Campus & Community

A week of awareness about Islam

2 min read
Laura
Muslims gather in Lowell Lecture Hall to pray together. Laura Cohon (right) waits for the prayer to begin. (Staff photo by Kris Snibbe)

At the Harvard Islamic Society’s (HIS’s) weekly prayer service in Lowell Lecture Hall Friday (March 15), nearly 50 members of the University’s Muslim community gathered, as they do most weeks. As the Muslims bowed and prayed, sitting stocking-footed on carpets aligned toward Mecca, a dozen others watched from the seats of Lowell, one even filming the service on a videocamera.

The onlookers attended the weekly service as part of HIS’s Islamic Awareness Week. The annual event, which this year included several lectures and a banquet with Moroccan music and Middle Eastern and South Asian food, took on new significance in the wake of Sept. 11.

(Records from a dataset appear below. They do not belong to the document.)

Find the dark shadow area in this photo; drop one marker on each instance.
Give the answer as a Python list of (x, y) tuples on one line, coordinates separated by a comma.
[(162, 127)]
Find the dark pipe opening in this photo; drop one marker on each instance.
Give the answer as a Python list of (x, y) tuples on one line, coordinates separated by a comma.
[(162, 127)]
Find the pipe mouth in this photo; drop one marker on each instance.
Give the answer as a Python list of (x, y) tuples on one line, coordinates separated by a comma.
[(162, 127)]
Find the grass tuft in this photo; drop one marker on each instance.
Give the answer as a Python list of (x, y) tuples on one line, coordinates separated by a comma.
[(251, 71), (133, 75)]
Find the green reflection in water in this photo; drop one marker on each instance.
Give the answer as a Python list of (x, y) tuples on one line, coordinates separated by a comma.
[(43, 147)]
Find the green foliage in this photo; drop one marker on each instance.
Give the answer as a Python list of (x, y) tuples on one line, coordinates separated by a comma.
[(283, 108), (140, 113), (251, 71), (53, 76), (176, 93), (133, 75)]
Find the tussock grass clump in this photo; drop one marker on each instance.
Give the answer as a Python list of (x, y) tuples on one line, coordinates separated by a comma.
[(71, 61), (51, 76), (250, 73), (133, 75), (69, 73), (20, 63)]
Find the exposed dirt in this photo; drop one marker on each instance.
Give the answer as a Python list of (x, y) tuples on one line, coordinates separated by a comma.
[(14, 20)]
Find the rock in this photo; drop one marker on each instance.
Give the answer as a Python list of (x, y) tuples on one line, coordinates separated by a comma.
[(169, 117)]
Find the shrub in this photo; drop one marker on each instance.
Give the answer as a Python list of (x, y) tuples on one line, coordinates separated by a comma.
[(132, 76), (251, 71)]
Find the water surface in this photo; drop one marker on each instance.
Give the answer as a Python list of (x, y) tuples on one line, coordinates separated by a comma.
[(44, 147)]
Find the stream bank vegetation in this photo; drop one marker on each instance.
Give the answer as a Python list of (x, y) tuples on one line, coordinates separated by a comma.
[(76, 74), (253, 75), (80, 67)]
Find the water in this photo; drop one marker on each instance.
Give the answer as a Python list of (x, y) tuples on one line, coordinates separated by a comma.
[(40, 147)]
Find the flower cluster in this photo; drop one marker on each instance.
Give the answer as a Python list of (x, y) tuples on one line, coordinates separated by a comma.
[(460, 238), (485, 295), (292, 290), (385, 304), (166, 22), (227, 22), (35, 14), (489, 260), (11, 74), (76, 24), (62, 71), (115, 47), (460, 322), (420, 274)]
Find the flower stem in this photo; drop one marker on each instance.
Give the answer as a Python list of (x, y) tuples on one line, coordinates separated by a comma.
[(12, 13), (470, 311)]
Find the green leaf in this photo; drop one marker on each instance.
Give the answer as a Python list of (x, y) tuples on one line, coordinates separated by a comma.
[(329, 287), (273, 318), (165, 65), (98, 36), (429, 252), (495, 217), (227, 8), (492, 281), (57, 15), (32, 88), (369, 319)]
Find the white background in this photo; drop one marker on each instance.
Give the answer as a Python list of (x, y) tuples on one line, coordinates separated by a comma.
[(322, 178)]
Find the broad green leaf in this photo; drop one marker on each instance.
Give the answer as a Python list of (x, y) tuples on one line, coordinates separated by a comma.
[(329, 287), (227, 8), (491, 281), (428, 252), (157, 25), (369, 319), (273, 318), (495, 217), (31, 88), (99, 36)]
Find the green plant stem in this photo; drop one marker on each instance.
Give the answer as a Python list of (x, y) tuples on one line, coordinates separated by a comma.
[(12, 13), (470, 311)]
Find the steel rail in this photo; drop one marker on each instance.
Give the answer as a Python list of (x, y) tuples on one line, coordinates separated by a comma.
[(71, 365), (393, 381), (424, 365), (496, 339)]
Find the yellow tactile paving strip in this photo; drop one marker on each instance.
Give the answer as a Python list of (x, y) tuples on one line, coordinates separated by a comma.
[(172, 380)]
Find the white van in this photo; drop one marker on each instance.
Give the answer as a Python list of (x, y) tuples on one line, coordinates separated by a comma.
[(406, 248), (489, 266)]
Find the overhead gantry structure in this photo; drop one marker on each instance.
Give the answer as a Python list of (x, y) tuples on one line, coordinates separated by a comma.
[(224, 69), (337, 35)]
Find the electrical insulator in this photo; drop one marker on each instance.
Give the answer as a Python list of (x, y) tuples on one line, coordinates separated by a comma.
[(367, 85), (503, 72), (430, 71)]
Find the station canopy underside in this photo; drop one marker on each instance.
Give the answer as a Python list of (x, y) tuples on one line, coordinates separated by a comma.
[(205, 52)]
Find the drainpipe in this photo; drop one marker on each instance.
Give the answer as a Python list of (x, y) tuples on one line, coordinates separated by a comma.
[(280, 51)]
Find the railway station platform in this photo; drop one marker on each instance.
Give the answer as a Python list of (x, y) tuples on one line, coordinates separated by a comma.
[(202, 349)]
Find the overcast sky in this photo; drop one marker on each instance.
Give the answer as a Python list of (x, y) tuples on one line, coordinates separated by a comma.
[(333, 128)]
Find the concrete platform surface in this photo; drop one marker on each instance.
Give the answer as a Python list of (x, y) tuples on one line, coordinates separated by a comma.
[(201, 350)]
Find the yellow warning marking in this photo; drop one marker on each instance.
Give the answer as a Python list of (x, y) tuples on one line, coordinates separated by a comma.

“There are so many preconceptions and misconceptions about Islam,” said Saif Shah Mohammed ’02, HIS president. Since Sept. 11, he said, “the trouble with a lot of these misconceptions and the fact that they exist is coming to the fore.”

Originally scheduled for November, Islamic Awareness Week coincided with the six-month anniversary of the attacks in New York, Washington, and Pennsylvania. Although the scheduling was entirely accidental, said Mohammed, the coincidence was welcome.

“It’s a reminder that a continuous exchange of points of view, of perspectives, of backgrounds, of ideas needs to take place,” he said. “It’s not something that was relevant just then.”